We are currently experiencing an issue within our application hosting infrastructure that is affecting a proportion of Xero Customers. Xero’s operations team is working to identify and resolve the cause of the issue an as soon as possible.
We will provide any updates, including expected time for the service to be restored, as soon as we have more information.
UPDATE: (Wednesday 17th July, 8:51pm GMT) – Operations have identified the cause of the partial outage and are working to resolve as soon as possible.
UPDATE: (Wednesday 17th July, 8:59pm GMT) – Operations team have resolved the cause of this partial outage. Our operations team are closely monitoring the situation for the potential of any re-occurrence.
UPDATE (Friday 19th July, 2:35am GMT):
The outage was related to a self-contained component of Xero’s database stack, which while critical for the operation of Xero, the impact was limited to 20% of our customers.
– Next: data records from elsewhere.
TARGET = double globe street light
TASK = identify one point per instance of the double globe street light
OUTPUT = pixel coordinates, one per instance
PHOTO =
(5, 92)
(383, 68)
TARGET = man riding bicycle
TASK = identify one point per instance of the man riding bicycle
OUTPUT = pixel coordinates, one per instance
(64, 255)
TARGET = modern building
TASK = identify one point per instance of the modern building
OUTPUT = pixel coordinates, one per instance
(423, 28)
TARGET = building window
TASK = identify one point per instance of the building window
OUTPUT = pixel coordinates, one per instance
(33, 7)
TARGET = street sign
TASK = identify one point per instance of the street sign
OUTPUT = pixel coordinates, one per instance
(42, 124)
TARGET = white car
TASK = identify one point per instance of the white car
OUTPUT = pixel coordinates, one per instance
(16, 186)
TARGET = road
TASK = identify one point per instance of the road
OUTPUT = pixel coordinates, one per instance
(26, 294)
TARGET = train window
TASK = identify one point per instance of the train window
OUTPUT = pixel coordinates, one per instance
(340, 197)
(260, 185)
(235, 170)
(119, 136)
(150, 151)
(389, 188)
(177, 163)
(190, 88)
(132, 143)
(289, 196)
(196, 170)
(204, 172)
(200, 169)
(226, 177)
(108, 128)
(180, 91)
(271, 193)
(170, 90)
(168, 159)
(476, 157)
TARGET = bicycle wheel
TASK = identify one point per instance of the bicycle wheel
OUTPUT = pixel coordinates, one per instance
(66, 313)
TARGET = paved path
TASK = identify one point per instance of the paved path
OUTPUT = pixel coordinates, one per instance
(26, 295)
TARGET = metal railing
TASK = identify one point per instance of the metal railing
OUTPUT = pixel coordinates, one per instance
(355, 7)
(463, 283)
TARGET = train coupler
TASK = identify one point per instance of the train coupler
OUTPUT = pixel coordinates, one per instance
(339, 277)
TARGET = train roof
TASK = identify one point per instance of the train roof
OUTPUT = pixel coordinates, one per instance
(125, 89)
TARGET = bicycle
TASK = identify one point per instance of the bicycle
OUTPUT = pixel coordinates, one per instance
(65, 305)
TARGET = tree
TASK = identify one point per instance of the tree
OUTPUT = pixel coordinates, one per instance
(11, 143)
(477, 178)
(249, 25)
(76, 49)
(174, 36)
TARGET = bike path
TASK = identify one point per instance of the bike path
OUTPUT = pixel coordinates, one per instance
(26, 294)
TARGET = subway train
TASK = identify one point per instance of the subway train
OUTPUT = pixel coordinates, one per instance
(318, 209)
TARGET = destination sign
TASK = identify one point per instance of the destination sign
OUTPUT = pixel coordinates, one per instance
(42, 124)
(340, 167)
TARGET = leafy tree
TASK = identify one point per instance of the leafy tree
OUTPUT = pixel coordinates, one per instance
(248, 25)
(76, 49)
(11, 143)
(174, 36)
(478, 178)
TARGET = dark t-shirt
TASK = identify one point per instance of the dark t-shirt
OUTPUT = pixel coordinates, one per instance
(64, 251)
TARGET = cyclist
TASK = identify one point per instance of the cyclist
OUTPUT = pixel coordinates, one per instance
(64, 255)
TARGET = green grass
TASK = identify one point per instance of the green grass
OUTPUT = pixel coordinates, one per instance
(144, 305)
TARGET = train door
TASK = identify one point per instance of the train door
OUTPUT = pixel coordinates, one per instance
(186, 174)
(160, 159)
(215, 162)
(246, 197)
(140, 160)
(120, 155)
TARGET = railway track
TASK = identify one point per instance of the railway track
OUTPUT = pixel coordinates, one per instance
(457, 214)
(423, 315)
We have a resilient database environment with hot standby servers and automatic failover. In this particular instance failover did not occur due to a highly unusual chain of events.
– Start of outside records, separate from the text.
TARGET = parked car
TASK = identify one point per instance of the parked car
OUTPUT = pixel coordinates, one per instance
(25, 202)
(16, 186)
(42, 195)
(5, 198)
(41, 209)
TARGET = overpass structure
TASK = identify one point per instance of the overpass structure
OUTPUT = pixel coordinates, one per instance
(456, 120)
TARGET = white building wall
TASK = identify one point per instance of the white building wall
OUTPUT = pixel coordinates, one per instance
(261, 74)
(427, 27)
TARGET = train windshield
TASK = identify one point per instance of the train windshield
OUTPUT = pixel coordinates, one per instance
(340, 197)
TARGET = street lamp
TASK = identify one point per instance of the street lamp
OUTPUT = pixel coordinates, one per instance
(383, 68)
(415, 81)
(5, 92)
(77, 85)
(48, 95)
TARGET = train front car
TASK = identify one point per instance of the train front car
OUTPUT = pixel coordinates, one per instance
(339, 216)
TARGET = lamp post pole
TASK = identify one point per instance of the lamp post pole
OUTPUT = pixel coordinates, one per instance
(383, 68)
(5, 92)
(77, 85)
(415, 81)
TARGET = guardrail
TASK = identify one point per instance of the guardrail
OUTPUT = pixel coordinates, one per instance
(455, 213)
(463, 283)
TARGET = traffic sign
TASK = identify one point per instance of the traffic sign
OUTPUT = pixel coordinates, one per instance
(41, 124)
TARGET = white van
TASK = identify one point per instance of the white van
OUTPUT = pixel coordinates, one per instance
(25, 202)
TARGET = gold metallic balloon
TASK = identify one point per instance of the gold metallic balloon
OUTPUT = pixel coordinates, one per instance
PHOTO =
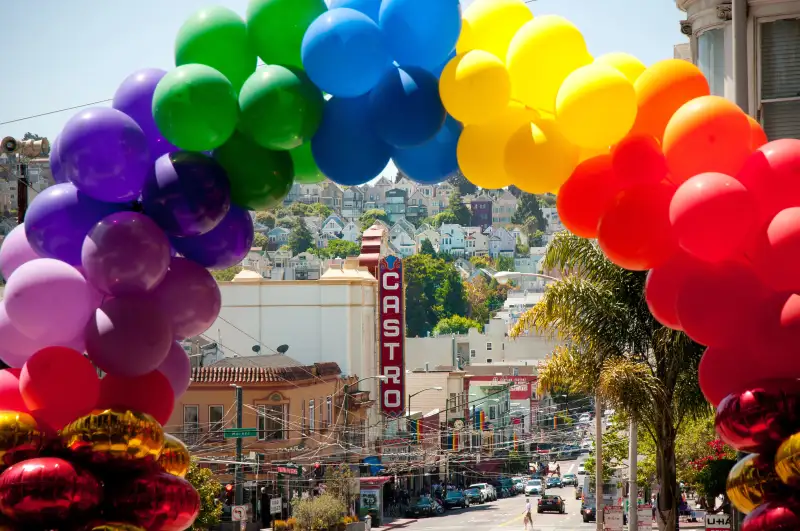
(751, 482)
(20, 437)
(114, 436)
(175, 457)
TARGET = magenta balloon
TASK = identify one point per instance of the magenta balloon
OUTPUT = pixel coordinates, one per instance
(48, 300)
(128, 336)
(15, 251)
(125, 253)
(190, 296)
(177, 368)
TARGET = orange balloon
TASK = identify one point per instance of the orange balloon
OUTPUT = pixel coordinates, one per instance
(660, 91)
(708, 134)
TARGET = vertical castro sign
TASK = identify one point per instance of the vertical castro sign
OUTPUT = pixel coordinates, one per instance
(391, 306)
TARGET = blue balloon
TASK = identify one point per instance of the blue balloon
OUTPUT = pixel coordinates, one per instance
(344, 53)
(406, 108)
(420, 32)
(371, 8)
(346, 147)
(435, 160)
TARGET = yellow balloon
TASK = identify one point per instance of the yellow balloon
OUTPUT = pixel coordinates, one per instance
(596, 106)
(541, 55)
(538, 158)
(491, 24)
(481, 147)
(475, 87)
(628, 65)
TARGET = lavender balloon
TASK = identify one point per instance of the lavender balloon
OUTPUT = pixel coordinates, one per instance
(125, 253)
(190, 296)
(225, 246)
(186, 193)
(128, 336)
(60, 218)
(177, 368)
(104, 153)
(15, 251)
(134, 97)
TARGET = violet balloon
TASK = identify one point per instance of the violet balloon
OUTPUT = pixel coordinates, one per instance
(223, 247)
(186, 193)
(128, 336)
(15, 251)
(125, 253)
(134, 97)
(177, 368)
(105, 154)
(60, 218)
(190, 296)
(48, 300)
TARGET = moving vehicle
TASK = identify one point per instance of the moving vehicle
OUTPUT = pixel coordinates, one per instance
(551, 503)
(455, 498)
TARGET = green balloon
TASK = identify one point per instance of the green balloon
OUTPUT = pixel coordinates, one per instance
(195, 107)
(306, 170)
(280, 108)
(260, 178)
(217, 37)
(276, 28)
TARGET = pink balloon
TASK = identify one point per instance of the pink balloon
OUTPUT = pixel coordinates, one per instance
(128, 336)
(15, 251)
(48, 300)
(177, 368)
(190, 296)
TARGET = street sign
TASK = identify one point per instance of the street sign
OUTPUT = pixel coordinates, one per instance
(239, 433)
(718, 522)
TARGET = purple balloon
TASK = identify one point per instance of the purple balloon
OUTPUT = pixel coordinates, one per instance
(104, 153)
(125, 253)
(48, 300)
(186, 193)
(134, 97)
(177, 368)
(60, 218)
(223, 247)
(190, 296)
(128, 336)
(15, 251)
(55, 164)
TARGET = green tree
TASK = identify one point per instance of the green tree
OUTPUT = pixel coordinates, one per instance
(456, 324)
(202, 479)
(616, 350)
(300, 239)
(226, 275)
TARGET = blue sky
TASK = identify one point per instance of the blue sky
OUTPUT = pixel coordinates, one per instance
(61, 54)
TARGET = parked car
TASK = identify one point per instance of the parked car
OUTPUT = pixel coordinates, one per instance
(455, 498)
(551, 503)
(425, 506)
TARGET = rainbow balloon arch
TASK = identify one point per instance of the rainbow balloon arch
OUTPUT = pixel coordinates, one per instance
(154, 191)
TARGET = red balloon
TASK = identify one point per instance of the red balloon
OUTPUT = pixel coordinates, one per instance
(760, 418)
(712, 215)
(58, 385)
(638, 159)
(150, 393)
(772, 174)
(716, 300)
(587, 195)
(10, 397)
(635, 232)
(156, 500)
(46, 492)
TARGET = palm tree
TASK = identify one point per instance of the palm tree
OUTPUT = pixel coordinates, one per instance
(615, 349)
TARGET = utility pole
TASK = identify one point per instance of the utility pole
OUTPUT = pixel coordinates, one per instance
(633, 489)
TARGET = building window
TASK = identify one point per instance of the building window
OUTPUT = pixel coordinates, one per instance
(780, 78)
(271, 422)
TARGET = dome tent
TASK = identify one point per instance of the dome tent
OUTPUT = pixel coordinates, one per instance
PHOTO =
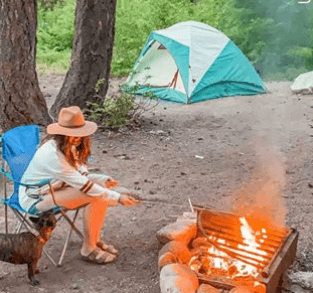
(191, 62)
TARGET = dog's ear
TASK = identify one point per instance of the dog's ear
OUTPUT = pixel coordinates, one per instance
(34, 220)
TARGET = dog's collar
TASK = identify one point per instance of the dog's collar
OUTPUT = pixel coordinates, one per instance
(39, 237)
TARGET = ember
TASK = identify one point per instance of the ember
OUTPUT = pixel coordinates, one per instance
(239, 249)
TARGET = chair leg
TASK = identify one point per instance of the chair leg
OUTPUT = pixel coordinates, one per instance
(72, 224)
(67, 240)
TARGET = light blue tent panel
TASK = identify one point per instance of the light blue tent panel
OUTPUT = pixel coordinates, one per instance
(205, 62)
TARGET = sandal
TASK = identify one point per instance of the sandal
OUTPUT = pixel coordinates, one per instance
(107, 247)
(99, 256)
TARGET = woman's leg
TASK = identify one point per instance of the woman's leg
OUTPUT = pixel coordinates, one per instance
(94, 212)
Our investigations have focused on both why the database server became unresponsive, the reason that the resilience did not provide seamless failover when one node became unresponsive, and the time to resolution.
- App server access to the database server became unresponsive due to a momentary interruption to the TCP stack of the database server, where app server connections became queued and eventually overwhelmed the database servers TCP connectivity. There was no impact to the stability of the database engine itself, or customer data loss. We have identified the processes at fault and are undertaking process changes to remove the likelihood of this reoccurring.
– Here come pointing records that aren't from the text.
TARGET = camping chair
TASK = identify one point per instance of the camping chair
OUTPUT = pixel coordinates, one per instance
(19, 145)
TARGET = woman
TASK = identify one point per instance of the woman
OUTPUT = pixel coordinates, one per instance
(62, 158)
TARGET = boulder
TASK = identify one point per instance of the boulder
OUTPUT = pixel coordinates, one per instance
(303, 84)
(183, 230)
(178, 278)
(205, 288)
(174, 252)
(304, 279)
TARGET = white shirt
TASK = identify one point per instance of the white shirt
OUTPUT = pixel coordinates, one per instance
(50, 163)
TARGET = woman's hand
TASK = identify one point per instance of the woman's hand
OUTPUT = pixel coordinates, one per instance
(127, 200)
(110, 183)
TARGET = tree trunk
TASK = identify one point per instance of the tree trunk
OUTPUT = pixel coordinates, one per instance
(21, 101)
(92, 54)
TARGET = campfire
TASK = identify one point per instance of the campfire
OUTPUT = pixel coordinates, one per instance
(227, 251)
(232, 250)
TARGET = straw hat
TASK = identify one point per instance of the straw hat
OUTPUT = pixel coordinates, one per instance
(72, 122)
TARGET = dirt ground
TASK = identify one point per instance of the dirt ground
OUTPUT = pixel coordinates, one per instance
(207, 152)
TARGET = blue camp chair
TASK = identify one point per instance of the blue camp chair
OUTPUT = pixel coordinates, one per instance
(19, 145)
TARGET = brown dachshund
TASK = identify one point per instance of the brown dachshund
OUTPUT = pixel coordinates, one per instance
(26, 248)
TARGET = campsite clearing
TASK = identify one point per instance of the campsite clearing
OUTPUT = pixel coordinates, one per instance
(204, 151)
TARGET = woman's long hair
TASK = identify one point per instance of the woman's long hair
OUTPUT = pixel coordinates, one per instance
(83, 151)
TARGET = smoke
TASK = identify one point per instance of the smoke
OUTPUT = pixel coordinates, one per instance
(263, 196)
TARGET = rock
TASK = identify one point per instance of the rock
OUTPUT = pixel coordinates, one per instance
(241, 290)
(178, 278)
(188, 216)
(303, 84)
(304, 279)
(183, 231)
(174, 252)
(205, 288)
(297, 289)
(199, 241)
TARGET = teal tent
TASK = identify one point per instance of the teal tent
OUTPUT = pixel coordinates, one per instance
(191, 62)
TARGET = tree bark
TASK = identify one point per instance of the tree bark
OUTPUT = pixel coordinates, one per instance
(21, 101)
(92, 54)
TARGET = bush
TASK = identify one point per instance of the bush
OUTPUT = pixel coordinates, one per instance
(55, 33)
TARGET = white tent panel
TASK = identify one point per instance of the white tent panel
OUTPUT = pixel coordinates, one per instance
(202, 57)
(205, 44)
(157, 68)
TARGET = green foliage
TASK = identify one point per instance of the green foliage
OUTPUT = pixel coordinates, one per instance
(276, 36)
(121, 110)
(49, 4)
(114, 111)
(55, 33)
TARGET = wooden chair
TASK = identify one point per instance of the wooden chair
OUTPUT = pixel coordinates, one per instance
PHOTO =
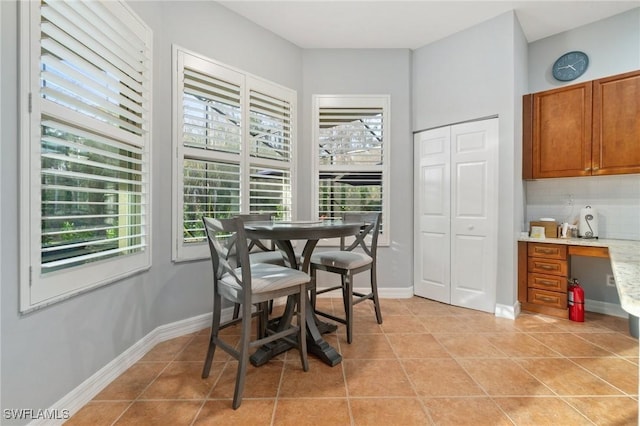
(249, 285)
(347, 262)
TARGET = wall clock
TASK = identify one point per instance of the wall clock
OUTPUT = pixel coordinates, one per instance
(570, 66)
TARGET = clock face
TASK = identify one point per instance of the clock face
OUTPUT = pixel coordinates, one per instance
(570, 66)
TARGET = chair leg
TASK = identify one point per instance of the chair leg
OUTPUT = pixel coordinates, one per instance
(236, 311)
(215, 328)
(243, 360)
(302, 335)
(347, 286)
(374, 290)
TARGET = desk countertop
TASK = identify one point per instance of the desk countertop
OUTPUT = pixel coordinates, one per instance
(625, 264)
- The database itself did not trip an automated failover to the standby database hosts as the availability monitoring determined that the database engine was still operating correctly, all be it inaccessible from our app servers. Xero Operations is continuing to investigate how we better manage automated failover in a similar error state.
- Our monitoring systems failed to detect the failed state of app server connections on the active database node and alert the Operations team automatically. We have identified the reason this particular failure state was not identified as expected and are adapting our monitoring systems to promptly alert our Operations team.
Our operations team continuously analyse the platform and look for ways to improve reliability and performance. We treat any issues seriously and the team are very aware of the impact that system issues have on our customers. While we maintain a very high up-time we will continue to work to eliminate risk wherever possible.